### When do we use the chain rule?

Can any other rule be applied to the function? If not, then it is likely time to use the chain rule. If the function does not seem to be a product, quotient, or sum of simpler functions then the best bet is trying to decompose the function to see if the chain rule works.

To be more precise, if the function is the composition of two simpler functions then the chain rule is necessary. If you are pretty sure that nothing else can be done, then go ahead and try the chain rule. Every function can be written as a composition, but the chain rule only helps when the inside function is not simply $x$.

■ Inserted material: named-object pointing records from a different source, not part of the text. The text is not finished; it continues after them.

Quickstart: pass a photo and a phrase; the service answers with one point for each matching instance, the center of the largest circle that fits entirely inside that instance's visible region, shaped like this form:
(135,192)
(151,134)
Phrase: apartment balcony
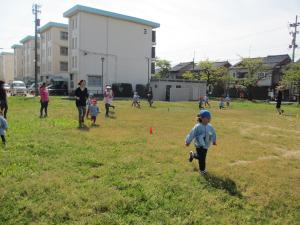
(153,37)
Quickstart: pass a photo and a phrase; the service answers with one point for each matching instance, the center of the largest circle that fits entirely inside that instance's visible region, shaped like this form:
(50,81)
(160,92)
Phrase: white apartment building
(108,48)
(18,62)
(29,57)
(54,51)
(7,66)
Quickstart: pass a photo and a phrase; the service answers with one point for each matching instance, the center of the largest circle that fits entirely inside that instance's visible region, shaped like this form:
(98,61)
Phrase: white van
(18,88)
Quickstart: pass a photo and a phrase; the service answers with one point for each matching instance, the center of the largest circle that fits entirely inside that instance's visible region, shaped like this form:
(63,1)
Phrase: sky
(205,29)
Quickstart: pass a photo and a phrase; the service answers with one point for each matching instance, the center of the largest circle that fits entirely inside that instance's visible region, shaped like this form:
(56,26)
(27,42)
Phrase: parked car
(31,88)
(57,89)
(7,88)
(18,88)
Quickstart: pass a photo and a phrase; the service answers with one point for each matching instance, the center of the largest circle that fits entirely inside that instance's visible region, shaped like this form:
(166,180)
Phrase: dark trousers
(93,119)
(4,108)
(107,106)
(44,107)
(3,139)
(200,154)
(81,114)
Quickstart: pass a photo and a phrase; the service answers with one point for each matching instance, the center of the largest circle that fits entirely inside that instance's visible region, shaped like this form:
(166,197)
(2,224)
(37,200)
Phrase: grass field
(53,173)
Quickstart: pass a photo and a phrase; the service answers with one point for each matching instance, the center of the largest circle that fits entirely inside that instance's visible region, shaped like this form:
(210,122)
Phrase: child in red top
(44,100)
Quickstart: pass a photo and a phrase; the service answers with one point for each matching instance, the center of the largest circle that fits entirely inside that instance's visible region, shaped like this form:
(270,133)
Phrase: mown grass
(117,173)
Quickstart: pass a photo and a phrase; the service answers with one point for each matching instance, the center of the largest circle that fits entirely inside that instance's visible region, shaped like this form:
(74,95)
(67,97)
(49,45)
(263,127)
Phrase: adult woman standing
(44,100)
(3,99)
(81,95)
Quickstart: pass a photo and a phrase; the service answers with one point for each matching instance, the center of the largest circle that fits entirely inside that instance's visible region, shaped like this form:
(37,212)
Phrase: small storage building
(177,90)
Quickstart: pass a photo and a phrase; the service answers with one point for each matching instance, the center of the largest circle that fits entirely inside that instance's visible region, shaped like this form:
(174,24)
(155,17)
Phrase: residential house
(18,62)
(54,51)
(29,58)
(268,78)
(109,48)
(7,66)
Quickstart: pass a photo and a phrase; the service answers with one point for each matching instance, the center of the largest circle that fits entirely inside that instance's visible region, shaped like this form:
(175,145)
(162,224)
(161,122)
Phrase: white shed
(177,90)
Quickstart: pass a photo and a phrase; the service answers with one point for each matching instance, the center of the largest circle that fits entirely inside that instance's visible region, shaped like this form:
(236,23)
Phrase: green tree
(291,75)
(164,67)
(253,66)
(189,75)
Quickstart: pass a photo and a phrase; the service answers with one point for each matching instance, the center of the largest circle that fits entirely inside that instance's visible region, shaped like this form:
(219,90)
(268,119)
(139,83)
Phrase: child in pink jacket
(44,100)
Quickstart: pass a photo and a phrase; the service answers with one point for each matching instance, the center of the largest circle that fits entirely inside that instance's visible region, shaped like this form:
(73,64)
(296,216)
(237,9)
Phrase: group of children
(204,102)
(92,109)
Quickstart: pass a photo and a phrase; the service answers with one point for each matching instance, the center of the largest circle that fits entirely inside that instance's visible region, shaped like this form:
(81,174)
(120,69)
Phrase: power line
(35,11)
(294,35)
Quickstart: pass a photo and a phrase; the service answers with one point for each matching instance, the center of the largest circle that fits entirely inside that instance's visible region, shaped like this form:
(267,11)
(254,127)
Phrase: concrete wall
(7,67)
(123,45)
(179,91)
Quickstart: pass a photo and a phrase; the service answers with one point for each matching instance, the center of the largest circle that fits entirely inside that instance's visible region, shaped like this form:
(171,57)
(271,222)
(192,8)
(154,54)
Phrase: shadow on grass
(85,128)
(223,184)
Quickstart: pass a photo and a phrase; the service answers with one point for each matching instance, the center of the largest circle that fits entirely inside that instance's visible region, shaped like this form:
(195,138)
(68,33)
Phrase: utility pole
(102,61)
(294,35)
(194,62)
(35,11)
(148,62)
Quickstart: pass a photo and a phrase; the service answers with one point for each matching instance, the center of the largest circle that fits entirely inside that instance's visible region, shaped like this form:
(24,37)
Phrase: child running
(222,103)
(206,101)
(3,127)
(94,110)
(227,100)
(88,104)
(204,134)
(136,100)
(201,101)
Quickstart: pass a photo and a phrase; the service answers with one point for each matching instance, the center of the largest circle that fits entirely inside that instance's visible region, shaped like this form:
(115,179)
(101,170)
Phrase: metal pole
(102,61)
(35,11)
(294,39)
(148,61)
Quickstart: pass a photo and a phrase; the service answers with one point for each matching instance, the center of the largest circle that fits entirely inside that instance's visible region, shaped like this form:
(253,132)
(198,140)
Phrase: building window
(154,36)
(63,35)
(49,51)
(63,66)
(74,43)
(94,81)
(74,61)
(48,36)
(64,51)
(153,52)
(75,22)
(153,68)
(49,66)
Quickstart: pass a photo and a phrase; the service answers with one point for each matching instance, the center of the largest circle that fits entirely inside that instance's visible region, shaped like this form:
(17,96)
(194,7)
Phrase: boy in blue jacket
(94,111)
(204,134)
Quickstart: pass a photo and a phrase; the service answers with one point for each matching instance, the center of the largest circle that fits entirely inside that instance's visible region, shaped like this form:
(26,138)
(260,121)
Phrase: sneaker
(191,157)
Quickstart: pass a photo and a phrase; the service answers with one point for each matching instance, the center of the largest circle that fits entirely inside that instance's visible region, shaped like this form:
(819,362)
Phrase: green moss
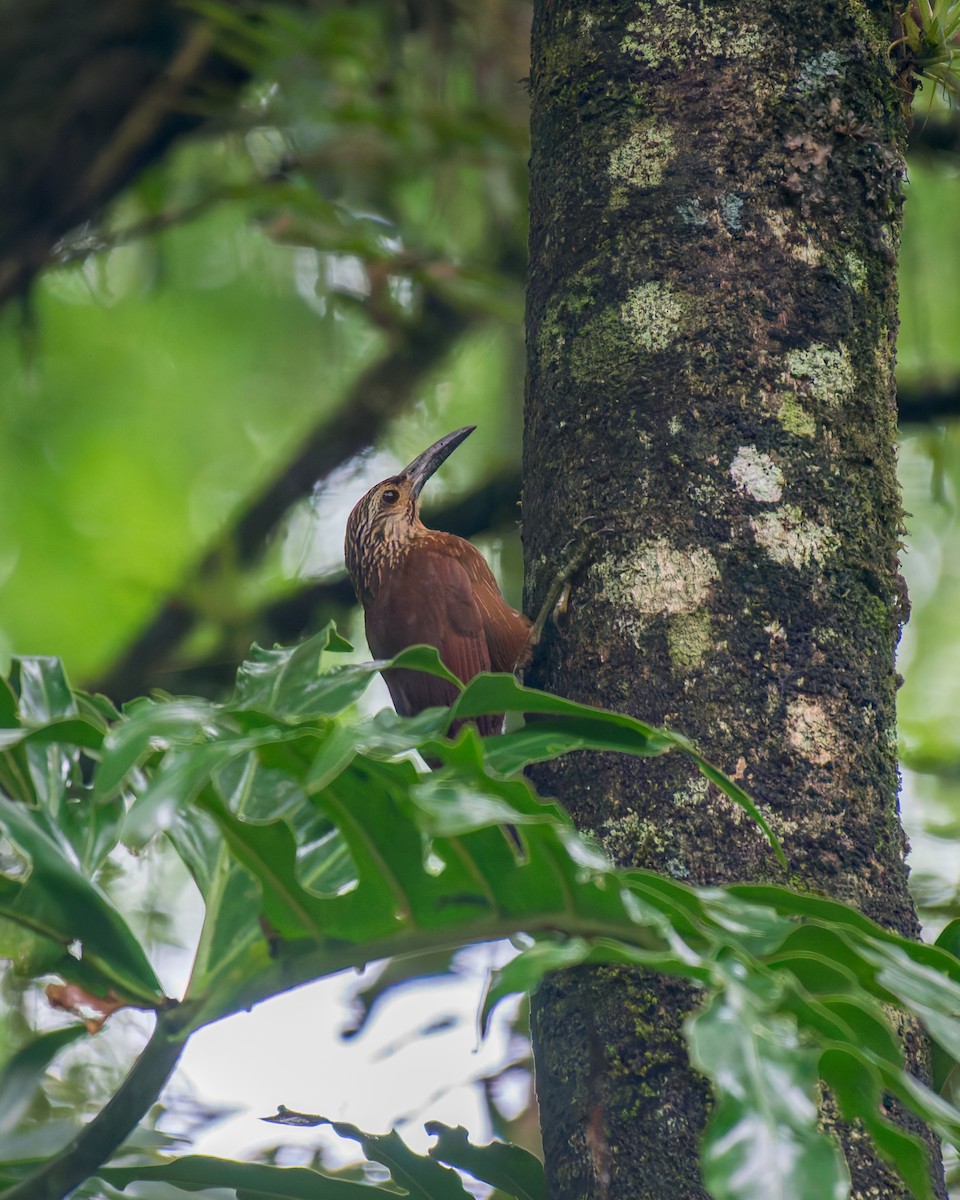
(855,270)
(689,639)
(791,538)
(828,375)
(731,207)
(641,159)
(823,70)
(654,315)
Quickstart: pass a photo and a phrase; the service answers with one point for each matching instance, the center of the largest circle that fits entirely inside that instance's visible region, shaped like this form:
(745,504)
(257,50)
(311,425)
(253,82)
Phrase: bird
(424,586)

### How do we decompose a function?

The hard part is usually dealing with the composition of functions, but with enough experience it will become obvious how to decompose a function for the chain rule. I usually give students vague advice about knowing it when they see it and most humans are able to figure it out most of the time. But when programming I cannot tell the computer that it should pick the obvious inside function. So here is the basic idea of how I taught the computer to apply the chain rule. It really boils down to check a few straightforward cases that come up.

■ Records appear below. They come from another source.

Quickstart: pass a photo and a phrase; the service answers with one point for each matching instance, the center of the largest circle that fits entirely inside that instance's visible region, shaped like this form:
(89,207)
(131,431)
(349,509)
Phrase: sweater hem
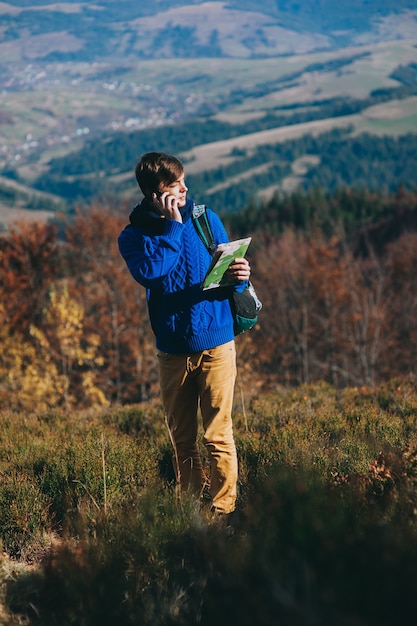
(198,343)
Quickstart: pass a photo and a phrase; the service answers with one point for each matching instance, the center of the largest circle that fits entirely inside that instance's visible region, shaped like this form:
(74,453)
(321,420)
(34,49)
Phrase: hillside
(81,80)
(80,31)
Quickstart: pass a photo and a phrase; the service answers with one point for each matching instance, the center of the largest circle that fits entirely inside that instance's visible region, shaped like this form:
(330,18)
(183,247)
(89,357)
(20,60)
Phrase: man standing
(193,328)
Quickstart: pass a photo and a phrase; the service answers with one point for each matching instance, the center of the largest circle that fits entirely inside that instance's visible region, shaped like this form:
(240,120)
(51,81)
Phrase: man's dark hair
(155,168)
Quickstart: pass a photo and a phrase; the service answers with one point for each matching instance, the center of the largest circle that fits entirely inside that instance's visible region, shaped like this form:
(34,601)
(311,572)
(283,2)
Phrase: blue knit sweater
(170,260)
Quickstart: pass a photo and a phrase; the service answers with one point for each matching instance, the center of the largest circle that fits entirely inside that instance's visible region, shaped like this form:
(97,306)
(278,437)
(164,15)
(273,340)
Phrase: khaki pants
(204,379)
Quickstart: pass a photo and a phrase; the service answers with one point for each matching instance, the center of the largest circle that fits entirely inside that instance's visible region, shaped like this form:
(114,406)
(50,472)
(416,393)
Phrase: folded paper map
(224,255)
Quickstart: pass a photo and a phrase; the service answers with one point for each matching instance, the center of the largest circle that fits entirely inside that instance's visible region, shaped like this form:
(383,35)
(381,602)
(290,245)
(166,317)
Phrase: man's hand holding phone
(167,205)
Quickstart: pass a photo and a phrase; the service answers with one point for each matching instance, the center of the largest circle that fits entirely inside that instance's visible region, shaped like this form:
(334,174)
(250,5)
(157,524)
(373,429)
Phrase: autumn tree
(28,264)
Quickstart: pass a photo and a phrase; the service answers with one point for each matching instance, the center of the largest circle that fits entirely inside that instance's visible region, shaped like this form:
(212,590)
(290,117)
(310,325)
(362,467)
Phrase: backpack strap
(203,228)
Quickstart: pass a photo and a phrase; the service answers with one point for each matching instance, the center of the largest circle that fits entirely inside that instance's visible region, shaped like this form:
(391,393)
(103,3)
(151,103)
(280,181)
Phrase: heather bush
(325,530)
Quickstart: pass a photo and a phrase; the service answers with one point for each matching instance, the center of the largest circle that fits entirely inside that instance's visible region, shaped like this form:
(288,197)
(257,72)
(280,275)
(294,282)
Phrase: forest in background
(336,274)
(91,529)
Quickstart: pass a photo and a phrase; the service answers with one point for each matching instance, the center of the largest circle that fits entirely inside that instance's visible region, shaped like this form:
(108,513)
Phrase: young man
(193,328)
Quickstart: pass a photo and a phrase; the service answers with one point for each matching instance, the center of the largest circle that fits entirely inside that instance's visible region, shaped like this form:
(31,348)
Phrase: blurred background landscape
(255,99)
(297,122)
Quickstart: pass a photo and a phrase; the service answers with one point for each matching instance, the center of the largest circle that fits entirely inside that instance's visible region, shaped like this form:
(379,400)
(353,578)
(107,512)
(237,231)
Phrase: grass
(325,530)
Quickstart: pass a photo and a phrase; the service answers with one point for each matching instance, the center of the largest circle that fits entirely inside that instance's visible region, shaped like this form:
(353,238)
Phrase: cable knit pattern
(170,260)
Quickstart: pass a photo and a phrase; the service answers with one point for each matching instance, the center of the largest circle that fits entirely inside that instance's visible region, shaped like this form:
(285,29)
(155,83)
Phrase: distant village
(132,106)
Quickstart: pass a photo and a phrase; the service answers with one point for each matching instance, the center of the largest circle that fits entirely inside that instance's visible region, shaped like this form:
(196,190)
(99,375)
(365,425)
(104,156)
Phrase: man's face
(177,189)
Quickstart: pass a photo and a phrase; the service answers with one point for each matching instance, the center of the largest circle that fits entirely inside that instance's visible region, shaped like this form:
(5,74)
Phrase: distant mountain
(38,30)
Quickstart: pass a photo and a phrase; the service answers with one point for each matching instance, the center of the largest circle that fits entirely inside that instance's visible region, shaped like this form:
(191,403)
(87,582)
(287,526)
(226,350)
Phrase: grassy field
(55,113)
(324,533)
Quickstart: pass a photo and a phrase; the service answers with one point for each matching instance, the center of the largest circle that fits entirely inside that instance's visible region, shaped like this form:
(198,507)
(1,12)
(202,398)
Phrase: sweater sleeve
(149,259)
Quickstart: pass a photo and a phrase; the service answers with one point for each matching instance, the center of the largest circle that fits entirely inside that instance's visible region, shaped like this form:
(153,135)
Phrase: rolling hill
(80,78)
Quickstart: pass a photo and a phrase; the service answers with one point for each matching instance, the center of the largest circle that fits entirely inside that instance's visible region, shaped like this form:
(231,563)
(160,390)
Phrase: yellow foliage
(38,376)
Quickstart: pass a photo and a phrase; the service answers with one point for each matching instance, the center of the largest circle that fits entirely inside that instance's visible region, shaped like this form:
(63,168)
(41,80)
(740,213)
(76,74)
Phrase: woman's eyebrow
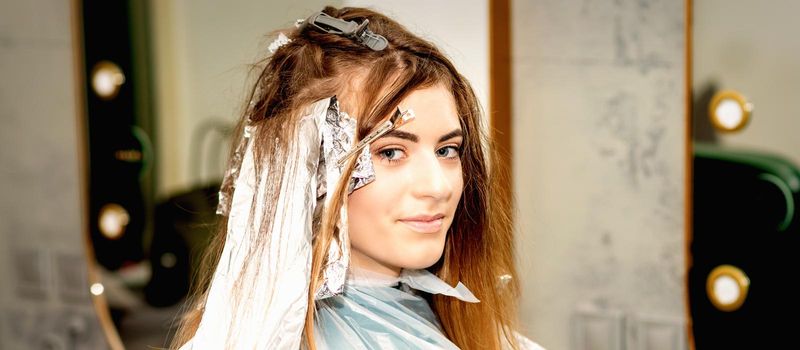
(414,138)
(450,135)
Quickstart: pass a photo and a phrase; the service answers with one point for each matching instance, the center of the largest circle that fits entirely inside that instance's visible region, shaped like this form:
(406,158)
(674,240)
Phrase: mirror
(746,166)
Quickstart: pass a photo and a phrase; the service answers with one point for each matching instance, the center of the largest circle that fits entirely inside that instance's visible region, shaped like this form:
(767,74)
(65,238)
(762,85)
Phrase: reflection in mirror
(746,184)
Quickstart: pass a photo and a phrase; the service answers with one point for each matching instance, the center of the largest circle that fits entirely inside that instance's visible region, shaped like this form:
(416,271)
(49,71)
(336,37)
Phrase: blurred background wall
(599,171)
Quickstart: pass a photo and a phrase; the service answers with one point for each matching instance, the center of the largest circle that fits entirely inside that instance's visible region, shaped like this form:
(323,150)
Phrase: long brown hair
(479,244)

First, identify the outside function. This is easy because there are only a few options available for the outside function. Assuming you have already stripped away everything except the composition the outside function must be one of the four basic functions we discussed earlier. Look for a trigonometric, exponential, logarithmic, or power function. There might be something messy on the inside, but the outside will be the same every time.

Does the function look like $\sin(......)$ where the ...... can be any function of $x$? Does it look like another trigonometric or inverse trigonometric function on the outside--i.e. $\cos(......)$ or $\tan^{-1}(......)$ or the other 9 possible functions? If so, you have identified the outside function and whatever is on the inside is your inside function.

Does the function look like $\ln(......)$ or $\log_b(......)$ or $e^{(......)}$ or $b^{(......)}$? If so, use the same approach as with the trig function. Does the function look like $(......)^c$? Again the ...... will be the inside function and $x^c$ will be the outside function.

### How do we apply the chain rule?

Once you have identified the two functions then it is time to differentiate. Differentiate each function separately. Then be careful with the outside function and evaluate it at the inside function. This sounds harder than it is. Just plug in the inside function to the derivative of the outside function. Then multiply that derivative by the derivative of the inside function. See it in action with our calculator until you get the hang of it.### Why is the notation so confusing?

The chain rule is a little awkward because the independent variable $x$ can be reused in different functions. Or a different variable like $u$ can be used. Either way might seem weird to you, but since there are three different functions to deal with (the original, the outside, and the inside) there are multiple independent variables required.Ultimately $f(u)=u^2+1$ and $f(x)=x^2+1$ are the same thing because the variable is irrelevant. The independent variable of the outside function will be replaced by a function of $x$, and often letting $u$ represent this inside function is the easiest thing to do because $f'(u)$ is more intuitive than $f'(\sin(x))$ or whatever may be inside.